FAUP: Finally An URL Parser!

This wiki is not for installation instructions, getting started, API etc. If this is what you are looking for, please have a look at the README.md, accessible from the source tree.

The discussion we want to have in this wiki are simply and things to know, questions and doubts whenever we need to normalize URLs.

Normalization of URLs (within faup? or somewhere else) (URI and IRI)

This is not an issue as is but more notes about normalization of URLs.

Following our discussion, here is some notes regarding URL, URI and IRI normalization:

https://github.com/mitsuhiko/werkzeug/blob/master/werkzeug/urls.py (URI->IRI conversion/normalization implementation)

It seems that not everyone has the same definition of URL normalization:

https://github.com/redguardtoo/url-normalization-in-c/blob/master/src/cleanurl.c

Especially regarding "default page/index".

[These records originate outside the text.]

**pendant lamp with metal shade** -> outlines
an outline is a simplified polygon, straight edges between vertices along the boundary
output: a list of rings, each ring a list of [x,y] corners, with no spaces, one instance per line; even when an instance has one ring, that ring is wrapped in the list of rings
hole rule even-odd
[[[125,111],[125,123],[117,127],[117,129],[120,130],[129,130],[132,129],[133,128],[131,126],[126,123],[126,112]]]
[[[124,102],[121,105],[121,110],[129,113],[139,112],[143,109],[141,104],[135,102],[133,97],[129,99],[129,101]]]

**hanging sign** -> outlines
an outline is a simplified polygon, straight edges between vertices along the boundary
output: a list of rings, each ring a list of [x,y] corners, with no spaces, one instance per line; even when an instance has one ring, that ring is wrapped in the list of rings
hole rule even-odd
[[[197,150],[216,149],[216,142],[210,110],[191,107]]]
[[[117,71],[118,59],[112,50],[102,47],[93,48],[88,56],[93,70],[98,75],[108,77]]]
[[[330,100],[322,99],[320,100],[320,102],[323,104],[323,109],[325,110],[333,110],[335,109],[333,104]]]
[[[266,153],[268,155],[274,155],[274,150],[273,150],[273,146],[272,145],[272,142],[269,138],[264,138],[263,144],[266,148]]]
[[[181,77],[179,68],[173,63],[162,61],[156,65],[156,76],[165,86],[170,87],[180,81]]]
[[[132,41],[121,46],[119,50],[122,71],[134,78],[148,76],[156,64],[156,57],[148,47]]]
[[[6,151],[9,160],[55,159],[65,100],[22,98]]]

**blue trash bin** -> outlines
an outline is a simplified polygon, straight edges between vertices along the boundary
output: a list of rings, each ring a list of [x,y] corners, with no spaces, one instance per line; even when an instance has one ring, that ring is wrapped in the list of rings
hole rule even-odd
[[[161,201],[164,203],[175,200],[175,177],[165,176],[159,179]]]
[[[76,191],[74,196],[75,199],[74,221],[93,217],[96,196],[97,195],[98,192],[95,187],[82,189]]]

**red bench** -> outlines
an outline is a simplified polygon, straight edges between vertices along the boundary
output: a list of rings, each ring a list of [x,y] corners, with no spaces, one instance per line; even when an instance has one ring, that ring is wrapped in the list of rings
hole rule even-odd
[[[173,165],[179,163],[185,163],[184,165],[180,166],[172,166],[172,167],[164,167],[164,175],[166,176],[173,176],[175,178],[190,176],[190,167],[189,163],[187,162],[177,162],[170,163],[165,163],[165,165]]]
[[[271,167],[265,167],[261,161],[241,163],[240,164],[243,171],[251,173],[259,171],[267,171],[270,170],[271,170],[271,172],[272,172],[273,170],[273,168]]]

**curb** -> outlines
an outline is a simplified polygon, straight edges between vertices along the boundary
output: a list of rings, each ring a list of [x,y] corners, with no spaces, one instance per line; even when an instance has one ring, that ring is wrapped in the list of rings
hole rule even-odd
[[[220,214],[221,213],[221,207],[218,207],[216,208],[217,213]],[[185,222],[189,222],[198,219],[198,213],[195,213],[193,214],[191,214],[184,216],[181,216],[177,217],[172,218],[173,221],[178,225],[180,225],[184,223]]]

The best definition I found was on a Perl module (URI):

Returns a normalized version of the URI. The rules for normalization are scheme-dependent. They usually involve lowercasing the scheme and Internet host name components, removing the explicit port specification if it matches the default port, uppercasing all escape sequences, and unescaping octets that can be better represented as plain characters.